Disponível na Central de Controle, o Siri Recap pode ser ativado e desativado manualmente a qualquer momento, mas também permite que o usuário defina uma uma programação com base na hora e/ou localização. A Siri também pode ser barrada de realizar qualquer registro em momentos/lugares específicos.
Trechos de texto do Live Rewind e anotações do Siri Recap podem ser visualizados, editados e apagados a qualquer momento no app da Siri, bem como exportados para apps como o Notas (Notes) e o Diário (Journal). Além disso, apagá-los faz com que eles sumam de todos os seus dispositivos sincronizados — lembrando que a Apple os protege com criptografia de ponta a ponta antes de enviá-los ao iCloud.
Proteções adicionais
Segundo a Apple, em todos esses casos, nenhuma gravação de áudio é gerada ou armazenada no Apple Watch. Em vez disso, o áudio captado pelos microfones passa pelo Secure Exclave do SiP S11 — compartimento isolado por hardware que processa dados de maneira separada do resto do sistema, impedindo que aplicativos, o watchOS, a Apple ou até mesmo o próprio usuário possam acessá-lo.

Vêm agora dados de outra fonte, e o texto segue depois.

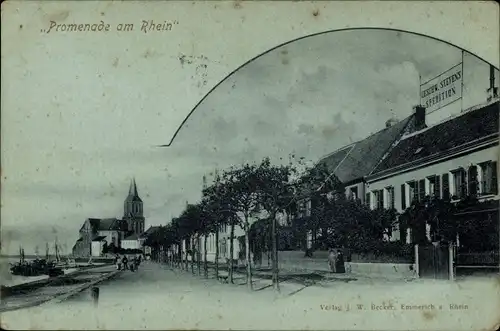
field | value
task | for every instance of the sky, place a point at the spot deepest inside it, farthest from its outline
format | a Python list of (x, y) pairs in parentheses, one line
[(73, 138)]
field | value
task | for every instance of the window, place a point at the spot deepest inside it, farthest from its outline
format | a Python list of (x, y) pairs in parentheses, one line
[(379, 199), (308, 205), (389, 197), (353, 193), (472, 180), (459, 183), (412, 192), (446, 186), (434, 186), (489, 184), (403, 196), (421, 190)]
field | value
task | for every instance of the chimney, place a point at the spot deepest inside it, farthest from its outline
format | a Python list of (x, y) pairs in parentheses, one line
[(492, 91), (419, 117), (390, 122)]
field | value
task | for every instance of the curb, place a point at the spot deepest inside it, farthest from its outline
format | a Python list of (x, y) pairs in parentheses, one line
[(61, 297), (65, 296)]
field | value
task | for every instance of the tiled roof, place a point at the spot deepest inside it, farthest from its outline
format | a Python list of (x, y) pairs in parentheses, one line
[(359, 159), (132, 237), (94, 223), (108, 224), (458, 131), (151, 230)]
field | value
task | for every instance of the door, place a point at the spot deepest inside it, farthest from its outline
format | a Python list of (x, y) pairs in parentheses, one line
[(434, 261)]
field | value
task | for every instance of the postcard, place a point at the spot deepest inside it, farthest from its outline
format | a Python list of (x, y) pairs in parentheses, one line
[(250, 165)]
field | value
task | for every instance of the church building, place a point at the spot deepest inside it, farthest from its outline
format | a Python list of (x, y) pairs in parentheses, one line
[(95, 233)]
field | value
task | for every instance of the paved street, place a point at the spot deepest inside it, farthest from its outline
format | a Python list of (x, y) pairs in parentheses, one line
[(157, 297), (35, 295)]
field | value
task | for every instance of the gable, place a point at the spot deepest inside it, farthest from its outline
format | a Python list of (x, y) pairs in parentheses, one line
[(464, 130), (358, 160)]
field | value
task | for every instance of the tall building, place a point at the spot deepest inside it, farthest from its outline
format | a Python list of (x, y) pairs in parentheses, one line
[(133, 210), (122, 233)]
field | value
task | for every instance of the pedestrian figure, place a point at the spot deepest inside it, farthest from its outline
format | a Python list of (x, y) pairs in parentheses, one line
[(340, 267), (332, 260), (95, 295), (125, 262)]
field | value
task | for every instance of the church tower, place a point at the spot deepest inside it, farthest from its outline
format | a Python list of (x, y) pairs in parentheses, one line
[(133, 210)]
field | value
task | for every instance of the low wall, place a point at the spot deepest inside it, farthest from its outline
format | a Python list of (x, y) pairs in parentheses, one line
[(385, 270), (296, 261)]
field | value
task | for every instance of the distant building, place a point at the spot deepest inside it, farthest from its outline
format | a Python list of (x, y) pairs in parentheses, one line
[(97, 232), (452, 160)]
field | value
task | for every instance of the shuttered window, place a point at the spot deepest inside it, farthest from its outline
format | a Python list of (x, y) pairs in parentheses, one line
[(421, 190), (460, 183), (403, 196), (494, 178), (437, 187), (472, 181), (446, 186)]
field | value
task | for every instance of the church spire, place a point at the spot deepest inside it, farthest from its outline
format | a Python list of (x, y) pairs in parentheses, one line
[(132, 191), (135, 188)]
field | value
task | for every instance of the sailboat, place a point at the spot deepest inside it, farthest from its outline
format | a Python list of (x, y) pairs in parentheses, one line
[(27, 268)]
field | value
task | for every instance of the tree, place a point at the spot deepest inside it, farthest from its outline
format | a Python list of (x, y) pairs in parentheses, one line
[(105, 248), (240, 190), (274, 195)]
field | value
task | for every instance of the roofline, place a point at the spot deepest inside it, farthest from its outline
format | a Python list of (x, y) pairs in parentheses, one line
[(450, 118), (464, 149), (394, 144), (338, 150)]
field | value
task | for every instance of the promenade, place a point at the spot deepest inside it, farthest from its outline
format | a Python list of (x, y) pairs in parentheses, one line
[(159, 297)]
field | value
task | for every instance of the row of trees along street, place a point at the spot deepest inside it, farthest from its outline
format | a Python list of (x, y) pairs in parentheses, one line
[(255, 196)]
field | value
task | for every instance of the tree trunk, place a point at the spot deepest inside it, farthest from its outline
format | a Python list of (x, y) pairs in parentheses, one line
[(186, 254), (205, 262), (198, 254), (275, 254), (269, 240), (247, 255), (192, 255), (231, 252), (217, 252)]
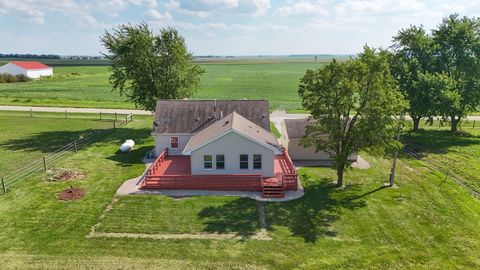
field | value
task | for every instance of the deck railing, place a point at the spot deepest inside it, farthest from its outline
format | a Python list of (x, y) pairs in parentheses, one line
[(289, 177), (157, 163), (247, 182)]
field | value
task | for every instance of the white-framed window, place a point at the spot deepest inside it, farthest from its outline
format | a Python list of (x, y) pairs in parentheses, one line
[(243, 161), (257, 161), (207, 162), (220, 162), (174, 142)]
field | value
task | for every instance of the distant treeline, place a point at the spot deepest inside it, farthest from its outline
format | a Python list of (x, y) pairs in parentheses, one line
[(55, 62)]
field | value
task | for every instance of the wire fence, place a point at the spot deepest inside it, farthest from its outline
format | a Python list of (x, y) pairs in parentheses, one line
[(43, 164), (435, 167)]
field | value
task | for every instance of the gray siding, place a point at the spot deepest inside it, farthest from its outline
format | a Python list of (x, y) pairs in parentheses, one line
[(162, 141), (232, 145)]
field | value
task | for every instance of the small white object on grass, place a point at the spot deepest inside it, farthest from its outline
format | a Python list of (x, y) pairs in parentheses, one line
[(127, 146)]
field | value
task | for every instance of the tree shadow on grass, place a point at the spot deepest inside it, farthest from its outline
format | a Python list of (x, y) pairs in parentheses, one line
[(309, 217), (313, 215), (239, 216), (438, 141)]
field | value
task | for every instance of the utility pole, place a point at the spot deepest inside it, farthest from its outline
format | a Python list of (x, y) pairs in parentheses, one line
[(395, 155)]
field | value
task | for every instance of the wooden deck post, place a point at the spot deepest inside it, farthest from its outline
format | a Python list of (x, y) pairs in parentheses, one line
[(44, 163), (4, 187)]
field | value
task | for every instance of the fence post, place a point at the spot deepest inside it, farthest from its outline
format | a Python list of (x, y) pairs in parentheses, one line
[(4, 187), (45, 163)]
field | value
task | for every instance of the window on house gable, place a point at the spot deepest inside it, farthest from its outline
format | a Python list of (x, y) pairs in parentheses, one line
[(257, 161), (174, 142), (243, 161), (220, 162), (207, 162)]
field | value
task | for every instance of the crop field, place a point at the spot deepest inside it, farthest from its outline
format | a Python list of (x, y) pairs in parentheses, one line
[(88, 86), (427, 221)]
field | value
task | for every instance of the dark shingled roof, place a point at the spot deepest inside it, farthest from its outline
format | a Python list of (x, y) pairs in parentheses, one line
[(191, 116), (296, 127)]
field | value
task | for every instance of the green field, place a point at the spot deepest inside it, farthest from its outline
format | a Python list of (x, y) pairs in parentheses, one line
[(427, 222), (87, 86), (457, 154)]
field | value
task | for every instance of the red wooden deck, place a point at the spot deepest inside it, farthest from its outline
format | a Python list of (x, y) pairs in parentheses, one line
[(174, 172)]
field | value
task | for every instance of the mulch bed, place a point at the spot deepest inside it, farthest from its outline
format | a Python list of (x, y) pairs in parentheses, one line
[(65, 175), (71, 194)]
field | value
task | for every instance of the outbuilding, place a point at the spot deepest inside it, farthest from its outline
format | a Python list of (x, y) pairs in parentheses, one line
[(31, 69), (293, 131)]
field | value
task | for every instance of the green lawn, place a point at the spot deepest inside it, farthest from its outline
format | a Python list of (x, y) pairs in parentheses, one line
[(87, 86), (458, 154), (24, 139), (427, 222)]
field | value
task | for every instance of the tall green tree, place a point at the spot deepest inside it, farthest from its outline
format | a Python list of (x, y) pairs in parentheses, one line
[(146, 67), (353, 105), (458, 56), (412, 59)]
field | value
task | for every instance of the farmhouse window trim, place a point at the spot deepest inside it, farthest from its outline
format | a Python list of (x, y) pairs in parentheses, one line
[(220, 162), (257, 161), (208, 162), (174, 142), (244, 161)]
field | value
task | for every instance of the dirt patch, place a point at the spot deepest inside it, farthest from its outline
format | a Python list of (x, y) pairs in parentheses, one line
[(65, 175), (71, 194)]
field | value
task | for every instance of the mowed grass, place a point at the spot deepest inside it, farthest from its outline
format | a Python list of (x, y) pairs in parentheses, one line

Os resumos da Siri Recap são gerados pelos chamados Apple Foundation Models no Private Cloud Compute, que não salva nenhuma das informações. As anotações também são apagadas automaticamente pelo app da Siri depois de sete dias caso o usuário escolha não salvá-las ou exportá-las.
A Apple também garante que esses recursos não identificam ou atribuem locutores nos áudios captados — protegendo, assim, a identidade de pessoas no entorno do usuário. A única “exceção” aqui é justamente a Siri Recap, que pode anotar nomes mencionados em conversas, mas também não identifica locutores (ou interlocutores); ele também reconhece e censura “conteúdo potencialmente prejudicial, como linguagem que promove automutilação ou discurso de ódio, e informações confidenciais, como dados financeiros, identificadores governamentais, dados de autenticação e certos identificadores pessoais”.

No caso do Live Rewind, um alerta sonoro é reproduzido sempre que o usuário ativa o recurso, não importa se o Apple Watch está com o modo silencioso ligado ou não. Uma animação em tela cheia também é exibida junto com um indicador de uso do microfone; “isso serve para alertar as pessoas próximas de que o recurso foi ativado”, explica a empresa.
Dependente do Shazam, o Reconhecimento de Música compartilha apenas uma assinatura acústica, e não o áudio bruto, na hora de processar o áudio captado — algo que acontece nos servidores do serviço. A assinatura acústica, ainda segundo a Apple, é gerada em um buffer seguro no Secure Exclave.
Disponibilidade
Todos esses recursos, como dito, requerem um Apple Watch Series 12 ou um Apple Watch Ultra 4 para funcionar. Indisponíveis para usuários menores de 13 anos, o Live Rewind e a Siri Recap serão liberados como recursos betas ainda neste ano (inicialmente apenas em inglês). O Reconhecimento de Som e o Reconhecimento de Música serão liberados junto com os novos smartwatches.
Notas de rodapé
- 1System in a package, ou sistema em um pacote.